Questions fréquentes

Pourquoi dit-on que l'abbé de l'Épée est le «père» de la LSF ?

Parce qu'il a joué un rôle majeur dans l'organisation d'un enseignement pour des élèves sourds et a rendu les pratiques signées plus visibles. Mais cette expression ne signifie pas qu'il a inventé la langue : il a surtout contribué à sa diffusion institutionnelle.

Les «signes méthodiques» sont-ils la LSF ?

Non. Les signes méthodiques renvoient à une démarche pédagogique visant à soutenir l'apprentissage du français, en adaptant ou en complétant des signes. La LSF, elle, est une langue à part entière, avec sa propre grammaire issue des usages sociaux des signants.

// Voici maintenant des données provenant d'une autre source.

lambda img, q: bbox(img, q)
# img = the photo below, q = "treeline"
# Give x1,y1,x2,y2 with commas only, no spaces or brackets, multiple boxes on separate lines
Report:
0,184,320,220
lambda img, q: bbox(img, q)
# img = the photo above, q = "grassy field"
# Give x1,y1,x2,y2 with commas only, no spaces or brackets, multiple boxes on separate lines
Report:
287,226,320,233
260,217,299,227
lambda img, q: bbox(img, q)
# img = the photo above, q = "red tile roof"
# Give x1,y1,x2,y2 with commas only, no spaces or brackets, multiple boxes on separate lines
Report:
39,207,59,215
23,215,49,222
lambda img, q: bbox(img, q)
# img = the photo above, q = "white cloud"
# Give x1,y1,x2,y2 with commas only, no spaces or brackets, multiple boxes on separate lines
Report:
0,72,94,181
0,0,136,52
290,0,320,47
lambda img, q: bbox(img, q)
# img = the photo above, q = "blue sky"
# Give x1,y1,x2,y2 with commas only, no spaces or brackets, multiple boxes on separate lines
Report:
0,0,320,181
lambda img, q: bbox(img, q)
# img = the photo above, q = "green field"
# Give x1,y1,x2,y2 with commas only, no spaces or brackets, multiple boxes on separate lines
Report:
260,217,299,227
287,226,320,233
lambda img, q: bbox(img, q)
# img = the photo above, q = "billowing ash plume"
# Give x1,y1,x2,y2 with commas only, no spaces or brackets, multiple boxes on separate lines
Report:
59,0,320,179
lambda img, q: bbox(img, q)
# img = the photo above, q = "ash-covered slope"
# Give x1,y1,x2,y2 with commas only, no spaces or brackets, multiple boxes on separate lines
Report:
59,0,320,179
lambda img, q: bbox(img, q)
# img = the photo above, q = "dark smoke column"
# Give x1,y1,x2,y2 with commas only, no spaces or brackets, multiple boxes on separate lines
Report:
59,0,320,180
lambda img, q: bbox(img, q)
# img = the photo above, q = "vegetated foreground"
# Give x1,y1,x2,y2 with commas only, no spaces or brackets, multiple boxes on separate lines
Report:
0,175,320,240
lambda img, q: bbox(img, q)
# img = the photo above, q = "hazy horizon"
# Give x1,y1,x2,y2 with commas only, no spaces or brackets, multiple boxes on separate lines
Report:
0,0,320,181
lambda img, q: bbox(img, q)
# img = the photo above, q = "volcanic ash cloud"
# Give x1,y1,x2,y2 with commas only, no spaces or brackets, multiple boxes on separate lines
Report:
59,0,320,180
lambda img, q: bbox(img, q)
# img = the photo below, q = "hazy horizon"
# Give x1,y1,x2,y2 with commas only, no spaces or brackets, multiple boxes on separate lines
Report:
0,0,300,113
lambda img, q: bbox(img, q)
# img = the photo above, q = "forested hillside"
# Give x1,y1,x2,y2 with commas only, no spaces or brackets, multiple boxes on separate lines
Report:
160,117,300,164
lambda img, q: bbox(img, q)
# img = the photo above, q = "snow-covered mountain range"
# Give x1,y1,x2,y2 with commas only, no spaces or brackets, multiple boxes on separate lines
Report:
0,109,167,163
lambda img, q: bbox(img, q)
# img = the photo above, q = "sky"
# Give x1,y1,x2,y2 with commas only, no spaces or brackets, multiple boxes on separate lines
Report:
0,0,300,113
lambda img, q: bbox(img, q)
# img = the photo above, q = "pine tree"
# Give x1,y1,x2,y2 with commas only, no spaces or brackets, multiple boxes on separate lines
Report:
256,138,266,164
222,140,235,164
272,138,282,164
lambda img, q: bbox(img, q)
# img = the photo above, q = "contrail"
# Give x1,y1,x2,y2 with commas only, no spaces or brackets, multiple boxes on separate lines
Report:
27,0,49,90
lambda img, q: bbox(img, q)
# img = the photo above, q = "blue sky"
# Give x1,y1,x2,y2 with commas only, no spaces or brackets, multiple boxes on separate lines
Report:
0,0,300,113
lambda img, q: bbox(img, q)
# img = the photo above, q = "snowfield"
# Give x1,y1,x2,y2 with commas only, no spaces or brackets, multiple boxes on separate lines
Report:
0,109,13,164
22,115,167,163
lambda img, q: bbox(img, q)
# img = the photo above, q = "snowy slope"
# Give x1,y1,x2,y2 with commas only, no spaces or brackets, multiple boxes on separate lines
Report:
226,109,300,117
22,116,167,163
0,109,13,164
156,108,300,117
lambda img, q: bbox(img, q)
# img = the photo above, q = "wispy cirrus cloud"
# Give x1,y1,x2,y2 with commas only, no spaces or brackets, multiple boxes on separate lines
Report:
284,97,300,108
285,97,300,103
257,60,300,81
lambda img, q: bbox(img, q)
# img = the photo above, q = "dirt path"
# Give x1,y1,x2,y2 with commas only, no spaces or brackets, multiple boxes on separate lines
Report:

Comment la LSF s'est-elle transmise quand elle était peu admise à l'école ?

Par les familles, les rencontres entre personnes sourdes, les associations, les réseaux amicaux et professionnels. Même lorsque l'institution scolaire limitait l'usage des signes, la langue continuait d'être apprise et enrichie dans des espaces de vie et de solidarité.

Peut-on dater précisément la naissance de la LSF ?

Difficilement. Une langue ne «naît» pas un jour donné : elle se constitue progressivement. On peut identifier des périodes où la langue devient plus visible, mieux décrite ou davantage enseignée, mais cela ne correspond pas à un acte de création unique et datable.

Que change la reconnaissance contemporaine de la LSF pour les personnes sourdes ?

Elle peut renforcer la légitimité de la langue, favoriser son enseignement et améliorer l'accès à l'information et aux services grâce à des professionnels formés. Mais l'effet dépend de la mise en œuvre concrète : disponibilité, qualité, continuité des dispositifs et respect des choix linguistiques.